Reportability--GIST: The 2014 SEER Program Coding and Staging Manual and the answer to SINQ 20100014 appear to conflict with respect to reporting GIST cases. The manual states (p.5, exception 1) that we are to accession the case if the patient is treated for cancer. However, the patient in Example #7 in the SINQ discussion is receiving chemotherapy, but is deemed not reportable. This is a problematic issue in our area, as pathologists prefer using the NCCN “Risk Stratification of Primary GIST by Mitotic Index, Size and Site” table rather than stating whether the tumor is benign or malignant. Although they tell us that moderate or high risk should receive treatment, they will not characterize them as malignant.

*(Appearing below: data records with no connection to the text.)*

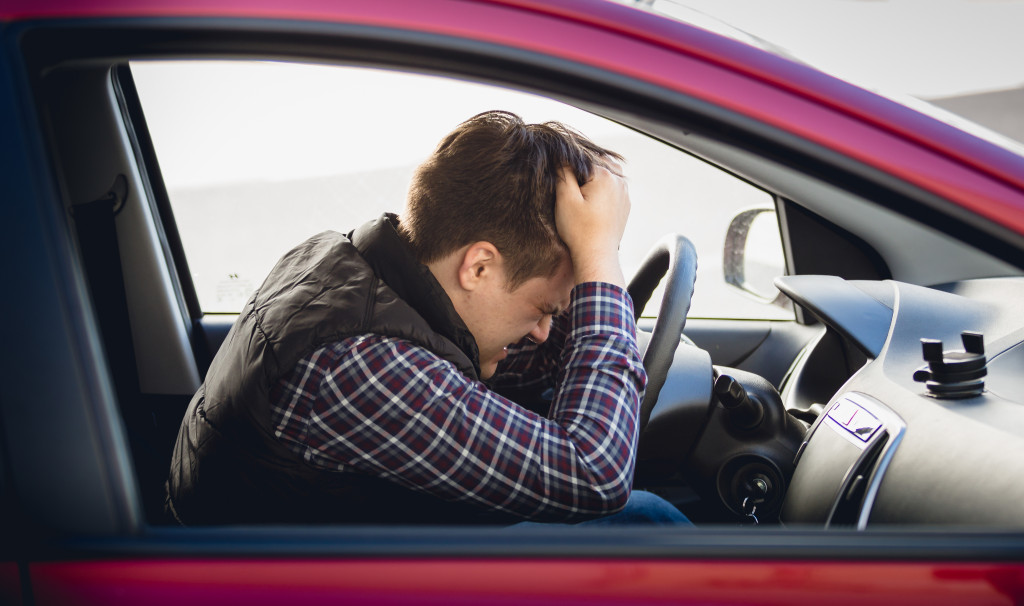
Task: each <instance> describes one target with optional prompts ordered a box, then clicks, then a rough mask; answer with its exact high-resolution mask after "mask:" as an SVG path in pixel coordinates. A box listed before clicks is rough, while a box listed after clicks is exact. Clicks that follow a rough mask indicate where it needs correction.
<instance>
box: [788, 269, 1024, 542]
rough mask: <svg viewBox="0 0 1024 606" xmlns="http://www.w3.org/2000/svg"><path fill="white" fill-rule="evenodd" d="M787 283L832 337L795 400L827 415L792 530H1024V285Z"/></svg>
mask: <svg viewBox="0 0 1024 606" xmlns="http://www.w3.org/2000/svg"><path fill="white" fill-rule="evenodd" d="M776 286H777V287H778V288H779V289H780V290H781V291H782V292H783V293H784V294H786V295H787V296H788V297H790V298H792V299H793V300H794V302H795V303H796V304H797V305H799V306H800V307H802V308H803V309H804V310H805V311H806V312H807V313H810V314H811V315H813V316H814V317H815V318H817V319H818V320H820V321H821V322H822V323H823V324H824V326H825V328H826V330H825V332H824V334H823V335H822V337H821V339H819V340H818V341H817V342H816V343H815V344H813V345H812V346H810V347H809V349H808V351H807V352H805V356H804V358H803V359H801V360H800V361H799V362H798V364H797V365H796V366H795V370H794V372H793V374H792V375H791V377H790V378H788V381H787V384H786V386H785V387H784V388H783V391H782V397H783V399H784V400H785V405H786V407H787V408H790V409H797V410H816V412H818V413H819V414H818V415H817V417H816V420H815V421H814V422H813V424H812V425H811V426H810V428H809V429H808V431H807V432H806V434H805V436H804V439H803V441H802V443H801V444H800V446H799V449H798V452H797V455H796V457H795V464H796V465H795V469H794V473H793V476H792V479H791V481H790V485H788V489H787V491H786V494H785V497H784V502H783V504H782V508H781V513H780V516H779V519H780V521H781V522H782V523H783V524H786V525H801V524H808V525H814V526H817V527H820V526H821V525H824V526H828V527H854V528H859V529H863V528H868V527H871V526H879V525H884V524H903V525H906V524H911V525H912V524H939V525H947V526H948V525H955V526H962V527H992V526H997V527H1013V528H1020V527H1022V526H1024V505H1022V504H1024V481H1022V480H1024V314H1021V312H1020V303H1019V302H1020V301H1022V300H1024V278H1019V277H1008V278H985V279H972V280H964V282H957V283H953V284H947V285H942V286H939V287H934V288H924V287H920V286H914V285H909V284H905V283H899V282H894V280H883V282H871V280H863V282H858V280H844V279H842V278H839V277H835V276H825V275H799V276H784V277H780V278H778V279H777V280H776ZM837 343H838V344H839V345H837ZM837 351H839V352H843V354H842V355H838V354H837ZM848 369H855V370H853V372H852V373H847V372H846V370H848ZM844 375H845V379H843V380H842V382H841V384H840V385H838V386H836V385H835V384H836V383H837V379H836V378H835V377H837V376H838V377H843V376H844ZM822 376H824V377H825V378H824V379H822ZM828 377H833V378H830V379H829V378H828ZM828 390H831V391H828Z"/></svg>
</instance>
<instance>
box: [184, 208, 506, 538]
mask: <svg viewBox="0 0 1024 606" xmlns="http://www.w3.org/2000/svg"><path fill="white" fill-rule="evenodd" d="M395 220H396V219H395V217H394V216H393V215H384V216H382V217H381V218H380V219H378V220H376V221H372V222H370V223H367V224H366V225H364V226H361V227H359V228H358V229H356V230H354V231H353V232H352V233H349V234H348V235H347V236H345V235H342V234H340V233H335V232H330V231H329V232H324V233H321V234H318V235H315V236H313V237H311V239H310V240H308V241H306V242H305V243H303V244H302V245H300V246H299V247H298V248H296V249H294V250H292V251H291V252H289V253H288V254H287V255H285V257H283V258H282V259H281V261H279V262H278V265H276V266H275V267H274V268H273V269H272V270H271V271H270V274H269V275H268V276H267V278H266V280H265V282H264V283H263V285H262V286H261V287H260V289H259V290H258V291H257V292H256V293H255V294H254V295H253V297H252V298H251V299H250V300H249V301H248V303H246V306H245V308H244V310H243V312H242V314H241V315H240V316H239V319H238V320H237V321H236V322H234V326H233V327H232V328H231V331H230V332H229V333H228V335H227V338H226V339H225V341H224V343H223V345H222V346H221V347H220V350H219V351H218V352H217V355H216V357H215V358H214V360H213V362H212V363H211V365H210V370H209V372H208V374H207V377H206V381H205V382H204V384H203V386H202V387H201V388H200V390H199V392H197V393H196V395H195V396H194V397H193V400H191V403H190V404H189V405H188V409H187V412H186V414H185V417H184V420H183V421H182V423H181V429H180V430H179V433H178V439H177V443H176V444H175V447H174V452H173V459H172V462H171V471H170V476H169V478H168V481H167V491H168V500H167V509H168V512H169V513H171V514H172V515H173V516H174V517H175V518H176V519H177V520H178V521H179V522H181V523H184V524H233V523H262V522H279V523H325V522H338V523H425V522H426V523H450V522H452V523H454V522H493V521H495V519H494V518H488V517H487V516H486V515H481V514H479V513H478V512H476V511H474V510H471V509H469V508H468V507H464V506H460V505H457V504H451V503H442V502H441V501H439V500H437V499H435V497H433V496H430V495H427V494H423V493H419V492H414V491H412V490H409V489H406V488H402V487H400V486H398V485H397V484H393V483H391V482H388V481H385V480H381V479H379V478H376V477H370V476H367V475H362V474H357V473H347V472H346V473H341V472H332V471H325V470H323V469H317V468H314V467H312V466H311V465H309V464H308V463H306V462H305V461H303V460H302V458H301V457H299V456H297V455H295V453H293V452H292V451H291V450H290V449H289V448H288V447H287V446H286V445H285V444H284V443H282V442H280V441H279V440H278V439H276V438H275V437H274V435H273V428H272V426H271V422H270V402H269V395H268V394H269V391H270V388H271V387H272V386H273V385H275V384H276V383H278V382H279V381H280V380H281V379H282V378H283V377H285V376H286V375H288V374H289V373H291V372H292V371H293V370H294V369H295V366H296V364H297V363H298V362H299V361H300V360H301V359H303V358H305V357H306V356H308V355H309V354H310V353H312V352H313V351H314V350H316V349H318V348H321V347H323V346H325V345H328V344H331V343H334V342H337V341H340V340H343V339H345V338H347V337H350V336H354V335H361V334H367V333H375V334H380V335H386V336H391V337H399V338H402V339H408V340H410V341H412V342H414V343H416V344H418V345H420V346H423V347H425V348H427V349H429V350H430V351H432V352H434V353H435V354H437V355H438V356H440V357H442V358H444V359H446V360H449V361H451V362H452V363H454V364H455V365H456V366H457V367H458V369H459V370H460V371H461V372H462V373H463V374H465V375H466V376H468V377H470V378H472V379H476V378H477V376H478V374H479V367H478V361H477V356H478V354H477V349H476V342H475V341H474V340H473V337H472V335H471V334H470V333H469V331H468V330H467V329H466V326H465V324H464V323H463V321H462V319H461V318H460V317H459V316H458V314H457V313H456V311H455V308H454V307H453V306H452V303H451V300H450V299H449V297H447V295H446V294H445V293H444V291H443V290H442V289H441V287H440V285H439V284H438V283H437V282H436V279H434V277H433V275H432V274H431V273H430V271H429V269H427V267H425V266H424V265H422V264H420V263H418V262H417V261H416V260H415V259H414V258H413V256H412V254H411V252H410V250H409V248H408V247H407V245H406V244H404V243H403V241H402V240H401V239H400V237H399V235H398V233H397V231H396V230H395V228H394V221H395Z"/></svg>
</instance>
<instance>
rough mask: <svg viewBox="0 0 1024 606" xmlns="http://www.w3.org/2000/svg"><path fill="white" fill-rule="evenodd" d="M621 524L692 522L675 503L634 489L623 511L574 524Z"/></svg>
mask: <svg viewBox="0 0 1024 606" xmlns="http://www.w3.org/2000/svg"><path fill="white" fill-rule="evenodd" d="M620 524H663V525H665V524H686V525H690V524H692V523H691V522H690V521H689V520H688V519H687V518H686V516H684V515H683V514H682V513H681V512H680V511H679V510H678V509H676V507H675V506H674V505H672V504H671V503H669V502H668V501H666V500H664V499H662V497H660V496H658V495H657V494H654V493H653V492H647V491H645V490H634V491H633V493H632V494H630V500H629V501H628V502H627V503H626V507H625V508H624V509H623V511H621V512H618V513H614V514H610V515H607V516H604V517H601V518H595V519H593V520H587V521H585V522H579V523H577V524H573V525H574V526H598V525H620ZM547 525H548V523H546V522H519V523H518V524H513V525H512V527H514V528H518V527H522V526H547Z"/></svg>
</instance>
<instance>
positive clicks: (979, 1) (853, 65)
mask: <svg viewBox="0 0 1024 606" xmlns="http://www.w3.org/2000/svg"><path fill="white" fill-rule="evenodd" d="M683 2H684V3H685V4H686V5H688V6H690V7H692V8H693V9H695V10H698V11H700V12H703V13H706V14H709V15H714V16H716V17H719V18H721V19H722V20H724V21H725V23H728V24H730V25H731V26H734V27H736V28H738V29H740V30H743V31H744V32H748V33H750V34H753V35H756V36H759V37H761V38H764V39H766V40H769V41H771V42H773V43H775V44H778V45H780V46H782V47H783V48H786V49H787V50H790V51H791V52H793V53H794V54H796V55H797V56H798V57H801V58H803V59H804V60H806V61H807V62H810V63H812V64H814V66H815V67H818V68H820V69H823V70H824V71H826V72H829V73H833V74H836V75H839V76H842V77H844V78H845V79H847V80H850V81H851V82H854V83H856V84H860V85H862V86H866V87H868V88H881V89H883V90H886V91H890V90H891V91H895V92H899V93H908V94H911V95H913V96H918V97H921V98H933V97H943V96H951V95H957V94H964V93H970V92H981V91H989V90H998V89H1006V88H1017V87H1021V86H1024V61H1022V60H1021V59H1022V58H1024V33H1022V31H1024V0H683Z"/></svg>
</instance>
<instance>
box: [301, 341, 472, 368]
mask: <svg viewBox="0 0 1024 606" xmlns="http://www.w3.org/2000/svg"><path fill="white" fill-rule="evenodd" d="M309 358H310V359H311V360H315V362H314V363H317V364H318V365H327V366H340V365H349V364H356V363H357V364H367V363H375V364H387V365H392V366H393V365H412V366H424V367H426V366H432V365H436V364H438V363H442V364H444V365H446V366H449V367H451V370H452V371H453V372H458V371H457V369H456V366H455V365H454V364H453V363H452V362H450V361H447V360H445V359H443V358H441V357H440V356H438V355H437V354H436V353H434V352H433V351H431V350H430V349H428V348H426V347H424V346H422V345H418V344H417V343H415V342H413V341H410V340H409V339H403V338H401V337H394V336H389V335H381V334H378V333H365V334H361V335H354V336H351V337H347V338H345V339H341V340H339V341H335V342H333V343H329V344H327V345H325V346H323V347H321V348H319V349H317V350H316V351H314V352H312V354H310V356H309Z"/></svg>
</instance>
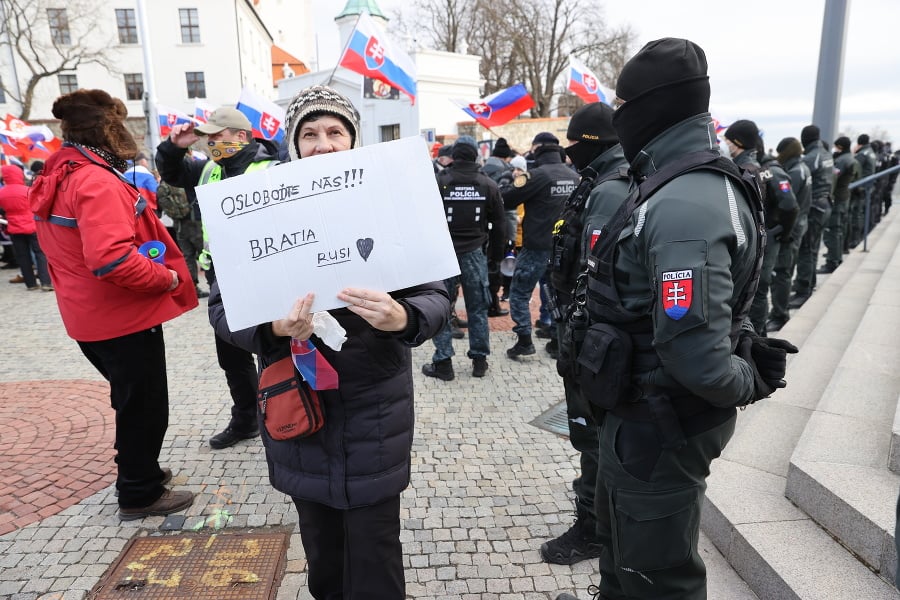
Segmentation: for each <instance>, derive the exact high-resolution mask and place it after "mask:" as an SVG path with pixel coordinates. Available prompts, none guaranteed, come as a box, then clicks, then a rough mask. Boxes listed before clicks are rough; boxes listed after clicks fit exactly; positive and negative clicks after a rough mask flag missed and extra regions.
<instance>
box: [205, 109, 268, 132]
mask: <svg viewBox="0 0 900 600" xmlns="http://www.w3.org/2000/svg"><path fill="white" fill-rule="evenodd" d="M225 129H240V130H243V131H252V130H253V126H252V125H251V124H250V119H248V118H247V115H245V114H244V113H242V112H241V111H239V110H238V109H236V108H232V107H231V106H223V107H221V108H217V109H216V110H214V111H213V112H212V114H211V115H209V121H207V122H206V123H204V124H203V125H201V126H199V127H195V128H194V131H196V132H198V133H201V134H203V135H211V134H214V133H219V132H220V131H223V130H225Z"/></svg>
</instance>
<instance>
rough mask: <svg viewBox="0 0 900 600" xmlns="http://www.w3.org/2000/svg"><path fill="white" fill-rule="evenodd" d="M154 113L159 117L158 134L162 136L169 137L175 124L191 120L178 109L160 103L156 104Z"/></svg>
mask: <svg viewBox="0 0 900 600" xmlns="http://www.w3.org/2000/svg"><path fill="white" fill-rule="evenodd" d="M156 114H157V116H158V118H159V136H160V137H163V138H166V137H169V133H171V131H172V127H174V126H175V125H181V124H182V123H190V122H191V118H190V117H189V116H187V115H186V114H184V113H183V112H181V111H180V110H177V109H174V108H171V107H168V106H163V105H162V104H157V105H156Z"/></svg>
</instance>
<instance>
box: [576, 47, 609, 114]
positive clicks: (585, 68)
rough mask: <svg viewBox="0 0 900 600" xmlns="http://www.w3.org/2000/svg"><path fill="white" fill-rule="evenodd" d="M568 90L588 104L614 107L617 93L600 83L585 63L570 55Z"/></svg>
mask: <svg viewBox="0 0 900 600" xmlns="http://www.w3.org/2000/svg"><path fill="white" fill-rule="evenodd" d="M567 89H568V90H569V91H570V92H572V93H573V94H575V95H576V96H578V97H579V98H581V99H582V100H584V101H585V102H587V103H591V102H603V103H604V104H609V105H612V101H613V98H615V97H616V93H615V92H614V91H613V90H611V89H609V88H608V87H606V86H605V85H603V84H601V83H600V80H599V79H597V76H596V75H594V73H593V71H591V70H590V69H588V68H587V65H585V64H584V63H583V62H581V61H580V60H578V59H577V58H575V55H574V54H570V55H569V84H568V86H567Z"/></svg>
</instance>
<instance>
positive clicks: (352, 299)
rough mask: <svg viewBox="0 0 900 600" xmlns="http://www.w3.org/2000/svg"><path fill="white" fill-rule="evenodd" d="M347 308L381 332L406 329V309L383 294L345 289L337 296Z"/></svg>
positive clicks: (387, 296) (397, 302) (380, 293)
mask: <svg viewBox="0 0 900 600" xmlns="http://www.w3.org/2000/svg"><path fill="white" fill-rule="evenodd" d="M337 297H338V299H339V300H342V301H343V302H346V303H347V304H348V306H347V308H348V309H349V310H351V311H352V312H354V313H355V314H357V315H358V316H360V317H362V318H363V319H365V320H366V321H367V322H368V323H369V325H371V326H372V327H374V328H375V329H380V330H381V331H403V330H404V329H406V320H407V317H406V309H404V308H403V306H402V305H401V304H400V303H399V302H397V301H396V300H394V299H393V298H391V296H390V295H389V294H387V293H385V292H376V291H373V290H364V289H360V288H346V289H344V290H343V291H342V292H340V293H339V294H338V295H337Z"/></svg>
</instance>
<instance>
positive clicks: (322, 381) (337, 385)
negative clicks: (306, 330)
mask: <svg viewBox="0 0 900 600" xmlns="http://www.w3.org/2000/svg"><path fill="white" fill-rule="evenodd" d="M291 357H292V358H293V360H294V366H295V367H297V371H299V372H300V375H302V376H303V380H304V381H305V382H306V383H308V384H309V387H311V388H312V389H314V390H336V389H337V388H338V374H337V371H335V370H334V367H332V366H331V363H329V362H328V361H327V360H325V358H324V357H323V356H322V355H321V354H319V351H318V350H316V347H315V346H314V345H313V343H312V342H311V341H309V340H298V339H297V338H291Z"/></svg>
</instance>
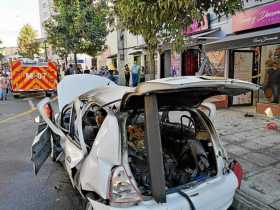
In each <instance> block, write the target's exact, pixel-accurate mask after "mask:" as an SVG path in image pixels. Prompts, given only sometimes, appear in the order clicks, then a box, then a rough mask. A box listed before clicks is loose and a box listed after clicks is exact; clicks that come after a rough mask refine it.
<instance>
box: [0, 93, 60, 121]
mask: <svg viewBox="0 0 280 210" xmlns="http://www.w3.org/2000/svg"><path fill="white" fill-rule="evenodd" d="M55 100H57V96H56V97H54V98H52V99H51V102H54V101H55ZM28 103H29V105H30V106H31V109H29V110H27V111H24V112H21V113H18V114H15V115H13V116H11V117H8V118H6V119H4V120H1V121H0V124H4V123H7V122H9V121H11V120H15V119H17V118H20V117H24V116H26V115H29V114H31V113H33V112H35V111H37V110H38V109H37V108H36V107H35V105H34V103H33V101H32V100H28Z"/></svg>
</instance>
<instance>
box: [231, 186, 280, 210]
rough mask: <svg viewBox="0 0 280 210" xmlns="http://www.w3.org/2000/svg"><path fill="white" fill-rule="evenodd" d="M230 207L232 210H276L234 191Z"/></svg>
mask: <svg viewBox="0 0 280 210" xmlns="http://www.w3.org/2000/svg"><path fill="white" fill-rule="evenodd" d="M232 207H233V209H234V210H277V209H276V208H273V207H271V206H269V205H267V204H265V203H263V202H261V201H260V200H257V199H256V198H254V197H252V196H250V195H249V194H248V193H245V192H242V191H240V190H237V191H236V194H235V197H234V201H233V204H232Z"/></svg>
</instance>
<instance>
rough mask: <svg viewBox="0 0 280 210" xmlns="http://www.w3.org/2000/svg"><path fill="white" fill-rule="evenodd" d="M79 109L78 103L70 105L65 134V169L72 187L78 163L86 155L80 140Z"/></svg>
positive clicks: (82, 142) (81, 131)
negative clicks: (70, 115)
mask: <svg viewBox="0 0 280 210" xmlns="http://www.w3.org/2000/svg"><path fill="white" fill-rule="evenodd" d="M80 107H81V106H80V103H79V101H76V102H75V103H73V105H72V112H71V117H70V125H69V132H68V133H66V140H65V147H64V153H65V167H66V171H67V173H68V174H69V177H70V179H71V182H72V184H73V185H75V182H74V177H75V175H76V174H77V172H78V171H79V169H80V163H81V162H82V160H83V159H84V157H85V156H86V154H87V151H86V147H84V140H83V137H82V138H80V137H81V136H82V135H81V132H82V131H81V130H80V129H79V128H80V126H79V125H80V124H81V120H82V119H81V108H80Z"/></svg>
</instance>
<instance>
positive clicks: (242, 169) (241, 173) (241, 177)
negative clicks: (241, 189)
mask: <svg viewBox="0 0 280 210" xmlns="http://www.w3.org/2000/svg"><path fill="white" fill-rule="evenodd" d="M230 169H231V170H232V171H233V173H234V174H235V176H236V177H237V180H238V189H240V186H241V181H242V178H243V169H242V167H241V165H240V163H239V162H238V161H236V160H233V161H232V162H231V163H230Z"/></svg>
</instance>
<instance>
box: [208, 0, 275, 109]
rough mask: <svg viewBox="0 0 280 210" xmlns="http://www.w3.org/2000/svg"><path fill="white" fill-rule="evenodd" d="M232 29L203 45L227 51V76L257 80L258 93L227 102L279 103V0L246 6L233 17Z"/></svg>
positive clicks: (232, 17) (236, 77)
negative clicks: (260, 89)
mask: <svg viewBox="0 0 280 210" xmlns="http://www.w3.org/2000/svg"><path fill="white" fill-rule="evenodd" d="M232 32H233V33H234V34H232V35H229V36H227V37H226V38H224V39H222V40H219V41H216V42H212V43H210V44H207V45H205V50H206V51H208V52H209V54H211V53H213V49H215V51H214V52H217V50H219V51H220V52H228V57H227V58H225V59H224V60H227V59H228V66H225V69H228V72H226V74H225V75H226V76H228V77H229V78H234V79H241V80H245V81H249V82H253V83H256V84H259V85H261V86H262V87H263V90H260V91H259V92H258V93H251V92H249V93H246V94H243V95H240V96H236V97H232V98H230V100H229V104H230V105H251V104H256V103H271V102H273V103H279V95H280V1H277V2H273V3H270V4H266V5H263V6H259V7H255V8H252V9H248V10H246V11H244V12H240V13H238V14H236V15H235V16H233V17H232Z"/></svg>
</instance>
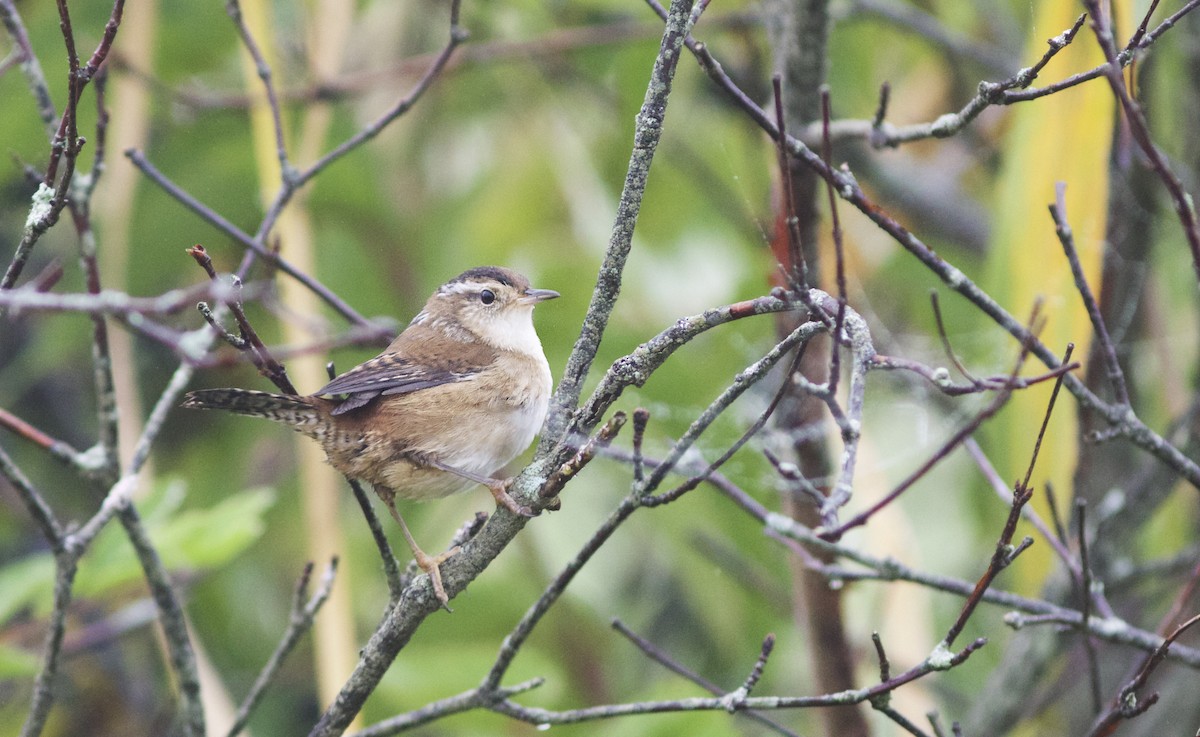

Determining reportability for GIST is problematic because of the reluctance of pathologists to use the term "malignant" for GIST cases. If you can document the pathologist's terminology and case characteristics (e.g. treatment) that correspond to "malignant" for your registry as part of the registry's policies and procedures, you can report those cases as malignant.
The exception cited above in the SEER manual pertains to a clinical diagnosis with a negative pathology report. Normally, the negative pathology report would override the clinical diagnosis and the case would not be reportable. However, if the patient is treated for a malignancy in spite of the negative pathology, report the case.